ABBREVIATIONS & DEFINITIONS

Thyrotoxicosis: elevated blood levels of thyroid hormone.

Hyperthyroidism: the most common form of thyrotoxicosis when the thyroid gland is overactive and produces too much thyroid hormone. Hyperthyroidism may be treated with antithyroid meds (Methimazole, Propylthiouracil), radioactive iodine or surgery.

Iodine: an element found naturally in various foods that is important for making thyroid hormones and for normal thyroid function. Common foods high in iodine include iodized salt, dairy products, seafood and some breads.

Graves’ disease: the most common cause of hyperthyroidism in the United States. It is caused by antibodies that attack the thyroid and turn it on.

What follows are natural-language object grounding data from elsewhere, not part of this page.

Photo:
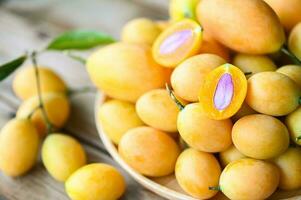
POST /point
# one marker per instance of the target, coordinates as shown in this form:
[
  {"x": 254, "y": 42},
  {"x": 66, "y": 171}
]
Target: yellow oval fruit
[
  {"x": 260, "y": 136},
  {"x": 180, "y": 9},
  {"x": 294, "y": 40},
  {"x": 242, "y": 25},
  {"x": 272, "y": 93},
  {"x": 253, "y": 63},
  {"x": 25, "y": 86},
  {"x": 293, "y": 124},
  {"x": 288, "y": 12},
  {"x": 141, "y": 31},
  {"x": 187, "y": 77},
  {"x": 95, "y": 181},
  {"x": 158, "y": 110},
  {"x": 229, "y": 155},
  {"x": 149, "y": 151},
  {"x": 289, "y": 164},
  {"x": 192, "y": 169},
  {"x": 57, "y": 108},
  {"x": 126, "y": 71},
  {"x": 292, "y": 71},
  {"x": 62, "y": 155},
  {"x": 117, "y": 117},
  {"x": 238, "y": 178},
  {"x": 19, "y": 143},
  {"x": 201, "y": 132}
]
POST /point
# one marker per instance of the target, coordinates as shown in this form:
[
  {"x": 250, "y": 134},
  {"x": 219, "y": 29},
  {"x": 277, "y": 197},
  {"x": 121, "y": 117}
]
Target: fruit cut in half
[
  {"x": 223, "y": 92},
  {"x": 178, "y": 42}
]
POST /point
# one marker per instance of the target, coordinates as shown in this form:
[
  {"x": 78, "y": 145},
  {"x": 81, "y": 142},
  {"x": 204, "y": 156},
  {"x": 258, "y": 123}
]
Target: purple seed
[
  {"x": 174, "y": 41},
  {"x": 224, "y": 92}
]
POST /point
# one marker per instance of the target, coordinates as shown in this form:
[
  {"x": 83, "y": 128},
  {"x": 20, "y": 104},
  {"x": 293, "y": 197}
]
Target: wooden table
[{"x": 30, "y": 24}]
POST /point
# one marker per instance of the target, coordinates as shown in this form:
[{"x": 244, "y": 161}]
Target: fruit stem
[
  {"x": 173, "y": 97},
  {"x": 41, "y": 104},
  {"x": 292, "y": 56},
  {"x": 216, "y": 188}
]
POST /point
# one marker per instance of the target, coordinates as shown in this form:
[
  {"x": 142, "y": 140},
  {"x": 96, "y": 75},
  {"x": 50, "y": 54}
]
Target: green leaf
[
  {"x": 80, "y": 39},
  {"x": 8, "y": 68}
]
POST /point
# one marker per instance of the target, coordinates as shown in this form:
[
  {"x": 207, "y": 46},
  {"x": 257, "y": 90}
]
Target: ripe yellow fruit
[
  {"x": 126, "y": 71},
  {"x": 187, "y": 78},
  {"x": 196, "y": 171},
  {"x": 149, "y": 151},
  {"x": 25, "y": 86},
  {"x": 19, "y": 143},
  {"x": 141, "y": 31},
  {"x": 289, "y": 164},
  {"x": 158, "y": 110},
  {"x": 260, "y": 136},
  {"x": 57, "y": 108},
  {"x": 62, "y": 155},
  {"x": 117, "y": 117},
  {"x": 95, "y": 181},
  {"x": 238, "y": 178}
]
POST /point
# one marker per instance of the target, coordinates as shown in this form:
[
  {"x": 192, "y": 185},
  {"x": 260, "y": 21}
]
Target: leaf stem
[
  {"x": 174, "y": 98},
  {"x": 38, "y": 82},
  {"x": 292, "y": 56}
]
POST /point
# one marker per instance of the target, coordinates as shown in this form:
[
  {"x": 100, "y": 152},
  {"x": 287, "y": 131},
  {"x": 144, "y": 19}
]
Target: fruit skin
[
  {"x": 158, "y": 110},
  {"x": 207, "y": 94},
  {"x": 292, "y": 71},
  {"x": 260, "y": 136},
  {"x": 231, "y": 24},
  {"x": 294, "y": 40},
  {"x": 202, "y": 133},
  {"x": 265, "y": 97},
  {"x": 126, "y": 71},
  {"x": 19, "y": 143},
  {"x": 178, "y": 42},
  {"x": 289, "y": 164},
  {"x": 238, "y": 178},
  {"x": 229, "y": 155},
  {"x": 187, "y": 78},
  {"x": 192, "y": 169},
  {"x": 292, "y": 122},
  {"x": 254, "y": 63},
  {"x": 149, "y": 151},
  {"x": 288, "y": 11},
  {"x": 141, "y": 31},
  {"x": 57, "y": 108},
  {"x": 119, "y": 111},
  {"x": 180, "y": 9},
  {"x": 95, "y": 181},
  {"x": 24, "y": 83},
  {"x": 62, "y": 155}
]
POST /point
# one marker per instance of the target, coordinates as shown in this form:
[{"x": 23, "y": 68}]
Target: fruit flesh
[
  {"x": 272, "y": 93},
  {"x": 25, "y": 86},
  {"x": 126, "y": 71},
  {"x": 238, "y": 178},
  {"x": 223, "y": 92},
  {"x": 95, "y": 181},
  {"x": 192, "y": 169},
  {"x": 187, "y": 78},
  {"x": 62, "y": 155},
  {"x": 201, "y": 132},
  {"x": 127, "y": 118},
  {"x": 19, "y": 143},
  {"x": 177, "y": 43},
  {"x": 149, "y": 151},
  {"x": 236, "y": 23},
  {"x": 57, "y": 108},
  {"x": 260, "y": 136}
]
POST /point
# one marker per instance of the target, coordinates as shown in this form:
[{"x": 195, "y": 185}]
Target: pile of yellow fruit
[{"x": 240, "y": 122}]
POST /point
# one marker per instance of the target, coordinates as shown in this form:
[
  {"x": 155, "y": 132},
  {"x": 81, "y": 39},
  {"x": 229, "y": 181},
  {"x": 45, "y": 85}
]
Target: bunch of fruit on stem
[{"x": 232, "y": 96}]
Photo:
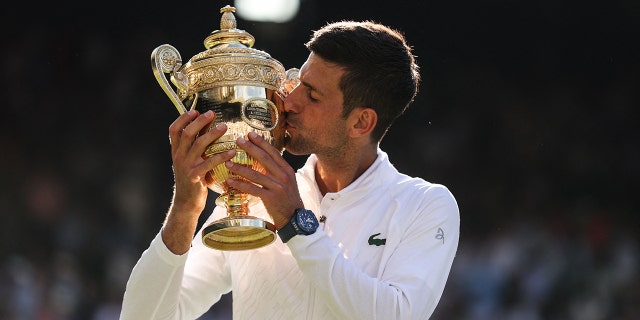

Toxic thyroid nodule/multinodular goiter: a condition characterized by one or more nodules or lumps in the thyroid that may gradually grow and increase their activity so that the total output of thyroid hormone in the blood is greater than normal.

BACKGROUND
Amiodarone, an iodine-rich medication used to treat abnormal heart rhythms, can result in thyrotoxicosis in 15% of patients. There are two distinct forms of amiodarone-induced thyrotoxicosis (AIT): type 1 AIT when the high iodine content of amiodarone precipitates an underlying thyroid disease (Graves’ disease or toxic nodules) and causes hyperthyroidism and type 2 AIT, in which a destructive inflammation caused by amiodarone causes a release of preformed thyroid hormone into the circulation. It is important to differentiate between these two types, since they require different treatment. A few prior studies have showed that AIT can develop at any time during or even after the discontinuation of amiodarone because of body storage and slow release of this medication into the circulation. This study evaluated whether the time interval between the initiation of amiodarone treatment and the diagnosis of thyrotoxicosis is different and it can potentially help to differentiate between the two forms of AIT.

THE FULL ARTICLE TITLE:
Tomisti L et al. The onset time of amiodarone-induced thyrotoxicosis (AIT) depends on AIT type. Eur J Endocrinol 2014; 171:363-8. Epub June 16, 2014.

SUMMARY OF THE STUDY
This is a study of 200 patients who were followed for AIT at an academic center in Italy between January 1987 and December 2012. A total of 157 men and 43 women were studied (mean age 62). Out of the 200 patients, 42 (21%) were diagnosed with type 1 AIT and 158 (79%) were diagnosed with type 2 AIT. Among the patients with type 1 AIT, 8 had Graves’ disease, 6 had a toxic thyroid nodule and 28 had a toxic multinodular goiter. Type 1 AIT patients had significantly higher serum thyroid hormone levels compared to type 2 AIT patients. The average onset time of thyrotoxicosis was 3.5 months in the type 1 AIT group and 30 months in the type 2 AIT group after starting amiodarone. Out of the 200 patients, 38 (19%) developed thyrotoxicosis after amiodarone withdrawal. Most of these (36) were type 2 AIT patients who developed thyrotoxicosis at an average time of 5.5 months after amiodarone withdrawal. These 36 type 2 AIT patients were younger than the those who developed thyrotoxicosis during the amiodarone treatment. A shorter onset time of AIT was seen in patients with larger thyroid volume measured on ultrasound when analyzing the entire group.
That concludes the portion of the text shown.